Energy prices were raised in February 2012 after massive unproductive bank credit taken to manipulate energy prices drove the country in to a balance of payments crisis compounded by sterilized foreign exchange sales by the Central Bank.
An IMF staff report which supported the final review under a three year bailout program said higher tariffs and lower oil prices were helping reduce some of the losses.
"Some of this gain, however, is being offset by poor rainfall that has induced a shift in electricity generation from relatively cheap hydro to expensive thermal," the staff report said.
"On balance, the combined losses of the CEB (Ceylon Electricity Board) and CPC (Ceylon Petroleum Corporation) are projected to fall to around one percent of GDP in 2012, from about 1¾ percent last year."
The projected GDP for 2012 by Sri Lankan authorities is about 7,500 billion rupees.
Sri Lanka last year claimed to have run a budget deficit of 6.9 percent of GDP, but maintained spending and borrowed money from banks through state energy enterprises to run a public sector deficit close to 9 percent of GDP.

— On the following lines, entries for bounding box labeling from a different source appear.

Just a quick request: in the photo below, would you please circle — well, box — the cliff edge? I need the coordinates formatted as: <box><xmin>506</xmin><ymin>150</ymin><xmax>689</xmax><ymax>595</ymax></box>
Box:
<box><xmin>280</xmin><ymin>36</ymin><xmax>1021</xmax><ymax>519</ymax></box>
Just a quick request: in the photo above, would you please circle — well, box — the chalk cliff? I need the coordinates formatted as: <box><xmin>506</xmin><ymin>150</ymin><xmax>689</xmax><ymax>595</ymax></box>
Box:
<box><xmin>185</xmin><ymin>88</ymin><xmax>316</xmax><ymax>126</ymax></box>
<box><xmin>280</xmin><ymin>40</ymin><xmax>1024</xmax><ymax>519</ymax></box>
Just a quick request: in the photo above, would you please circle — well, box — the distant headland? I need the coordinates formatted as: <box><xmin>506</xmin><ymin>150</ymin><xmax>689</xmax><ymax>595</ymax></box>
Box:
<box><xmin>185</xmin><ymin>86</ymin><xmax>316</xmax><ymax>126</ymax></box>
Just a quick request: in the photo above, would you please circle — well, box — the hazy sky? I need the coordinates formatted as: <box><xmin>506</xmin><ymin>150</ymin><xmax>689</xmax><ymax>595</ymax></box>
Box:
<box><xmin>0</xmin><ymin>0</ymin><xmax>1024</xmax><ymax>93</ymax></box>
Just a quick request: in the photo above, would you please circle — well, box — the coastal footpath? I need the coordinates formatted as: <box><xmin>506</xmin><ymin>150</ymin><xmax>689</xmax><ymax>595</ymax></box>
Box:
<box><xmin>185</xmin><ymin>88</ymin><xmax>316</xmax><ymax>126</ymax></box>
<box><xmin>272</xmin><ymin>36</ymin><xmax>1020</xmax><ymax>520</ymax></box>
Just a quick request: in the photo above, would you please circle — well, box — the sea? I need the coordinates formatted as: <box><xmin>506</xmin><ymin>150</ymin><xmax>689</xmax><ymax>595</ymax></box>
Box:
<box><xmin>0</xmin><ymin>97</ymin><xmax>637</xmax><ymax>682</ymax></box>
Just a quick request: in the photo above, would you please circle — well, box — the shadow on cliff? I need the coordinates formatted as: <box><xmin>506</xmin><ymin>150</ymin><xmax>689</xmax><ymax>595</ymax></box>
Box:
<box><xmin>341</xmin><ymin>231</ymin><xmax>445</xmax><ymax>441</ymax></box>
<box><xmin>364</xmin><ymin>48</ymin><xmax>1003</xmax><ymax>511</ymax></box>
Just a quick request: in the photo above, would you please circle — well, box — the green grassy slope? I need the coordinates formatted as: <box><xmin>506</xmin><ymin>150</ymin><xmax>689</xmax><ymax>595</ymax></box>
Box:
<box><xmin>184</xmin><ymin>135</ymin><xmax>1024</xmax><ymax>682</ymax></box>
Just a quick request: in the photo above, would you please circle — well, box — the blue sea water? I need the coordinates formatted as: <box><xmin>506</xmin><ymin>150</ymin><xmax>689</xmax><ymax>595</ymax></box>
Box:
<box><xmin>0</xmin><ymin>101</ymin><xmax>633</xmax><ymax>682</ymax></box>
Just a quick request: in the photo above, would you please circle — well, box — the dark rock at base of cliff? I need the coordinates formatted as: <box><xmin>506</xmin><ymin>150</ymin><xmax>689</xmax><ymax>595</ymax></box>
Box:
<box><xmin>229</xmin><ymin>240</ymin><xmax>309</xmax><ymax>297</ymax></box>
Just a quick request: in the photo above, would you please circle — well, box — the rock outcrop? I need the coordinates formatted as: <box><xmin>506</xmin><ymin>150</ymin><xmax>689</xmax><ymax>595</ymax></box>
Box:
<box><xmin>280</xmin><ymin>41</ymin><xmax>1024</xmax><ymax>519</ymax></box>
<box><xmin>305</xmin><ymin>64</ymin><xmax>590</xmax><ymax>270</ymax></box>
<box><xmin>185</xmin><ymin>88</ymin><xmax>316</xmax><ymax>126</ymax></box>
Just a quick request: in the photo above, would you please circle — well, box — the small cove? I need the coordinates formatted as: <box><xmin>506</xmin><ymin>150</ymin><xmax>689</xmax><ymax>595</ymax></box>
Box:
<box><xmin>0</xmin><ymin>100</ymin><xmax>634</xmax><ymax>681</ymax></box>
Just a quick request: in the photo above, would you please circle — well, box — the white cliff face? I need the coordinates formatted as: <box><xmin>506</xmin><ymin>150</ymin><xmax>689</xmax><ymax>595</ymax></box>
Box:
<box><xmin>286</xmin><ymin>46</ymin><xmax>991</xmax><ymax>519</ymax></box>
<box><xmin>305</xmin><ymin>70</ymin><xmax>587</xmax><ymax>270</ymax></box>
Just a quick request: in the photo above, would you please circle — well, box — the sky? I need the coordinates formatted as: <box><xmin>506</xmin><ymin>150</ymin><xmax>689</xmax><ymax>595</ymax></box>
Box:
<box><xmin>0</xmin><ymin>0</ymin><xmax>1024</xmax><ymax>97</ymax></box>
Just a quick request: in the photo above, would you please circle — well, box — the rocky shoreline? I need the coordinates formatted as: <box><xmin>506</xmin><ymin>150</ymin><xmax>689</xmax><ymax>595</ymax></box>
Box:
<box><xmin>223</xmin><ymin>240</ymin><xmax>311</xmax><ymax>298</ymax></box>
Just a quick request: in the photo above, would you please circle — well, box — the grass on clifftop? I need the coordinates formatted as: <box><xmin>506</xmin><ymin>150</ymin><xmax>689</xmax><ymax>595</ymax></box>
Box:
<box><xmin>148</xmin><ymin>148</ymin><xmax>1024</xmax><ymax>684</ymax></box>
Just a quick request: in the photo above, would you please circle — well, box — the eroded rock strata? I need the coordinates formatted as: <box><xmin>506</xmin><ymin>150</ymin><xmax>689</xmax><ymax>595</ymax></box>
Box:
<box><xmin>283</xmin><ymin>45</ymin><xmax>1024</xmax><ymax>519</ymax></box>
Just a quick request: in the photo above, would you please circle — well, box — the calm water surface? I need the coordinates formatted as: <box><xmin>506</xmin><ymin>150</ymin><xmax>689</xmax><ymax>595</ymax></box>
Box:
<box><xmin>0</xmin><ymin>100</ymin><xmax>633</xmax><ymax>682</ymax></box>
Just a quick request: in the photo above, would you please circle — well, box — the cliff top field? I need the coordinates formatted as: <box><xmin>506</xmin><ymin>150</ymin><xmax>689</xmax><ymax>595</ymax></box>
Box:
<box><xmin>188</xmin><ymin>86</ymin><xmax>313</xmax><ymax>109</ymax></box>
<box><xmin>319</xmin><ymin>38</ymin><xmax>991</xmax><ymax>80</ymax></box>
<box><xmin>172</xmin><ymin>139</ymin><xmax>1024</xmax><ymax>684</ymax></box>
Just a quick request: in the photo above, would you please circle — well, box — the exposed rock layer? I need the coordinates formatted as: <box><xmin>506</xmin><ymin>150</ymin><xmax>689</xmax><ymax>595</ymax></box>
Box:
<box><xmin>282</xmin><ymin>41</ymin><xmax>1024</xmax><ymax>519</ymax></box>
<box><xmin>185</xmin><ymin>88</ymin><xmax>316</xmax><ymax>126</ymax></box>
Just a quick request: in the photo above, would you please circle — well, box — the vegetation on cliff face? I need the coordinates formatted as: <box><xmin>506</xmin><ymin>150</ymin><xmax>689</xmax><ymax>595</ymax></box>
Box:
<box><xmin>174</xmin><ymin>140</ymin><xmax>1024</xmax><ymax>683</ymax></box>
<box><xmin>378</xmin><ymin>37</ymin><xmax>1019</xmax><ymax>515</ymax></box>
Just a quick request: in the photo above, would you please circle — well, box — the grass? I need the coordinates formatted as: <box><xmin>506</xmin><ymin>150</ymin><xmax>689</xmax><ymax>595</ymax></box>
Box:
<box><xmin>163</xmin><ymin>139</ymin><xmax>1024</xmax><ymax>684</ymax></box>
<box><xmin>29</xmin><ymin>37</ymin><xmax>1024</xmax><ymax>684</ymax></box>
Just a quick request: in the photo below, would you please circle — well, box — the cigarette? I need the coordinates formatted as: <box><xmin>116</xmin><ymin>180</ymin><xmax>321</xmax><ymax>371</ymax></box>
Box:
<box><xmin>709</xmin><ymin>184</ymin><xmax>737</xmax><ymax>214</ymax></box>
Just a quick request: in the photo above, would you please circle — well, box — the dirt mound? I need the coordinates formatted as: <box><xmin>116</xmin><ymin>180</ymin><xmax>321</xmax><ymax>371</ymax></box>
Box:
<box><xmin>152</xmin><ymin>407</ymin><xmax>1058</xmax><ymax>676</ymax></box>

A decision to undermine a regular review to power prices under Sri Lanka's Public Utilities Commission and manipulate power prices, was specifically announced in the budget.
Though the IMF program had a requirement to make energy enterprises break-even it was not a performance criterion of the program.
An IMF program typically has three targets; net domestic borrowing, reserve money which is basically domestic currency notes or obligations created by the Central Bank which are exchangeable for foreign currency, and foreign reserves.
The energy price manipulation was captured in the program when the Central Bank lost foreign reserves by trying to manipulate interest rates, as credit demand surged.
The rupee fell from 110 to 134 to the US dollar pressured by sterilized foreign exchange sales.
LBO's economics columnist fuss-budget says an IMF program that has a single performance criterion - an end of period stock of net domestic assets of the Central Bank - could keep the exchange rate and inflation stable.
Such a target will force an automatic interest rate adjustment when credit demand surges due to state or private sector activity.
A ceiling on net domestic assets limits the total amount of new obligations that can be created against Treasury bills during a given period on the central bank balance sheet, which can come up for redemption against foreign reserves via the forex market.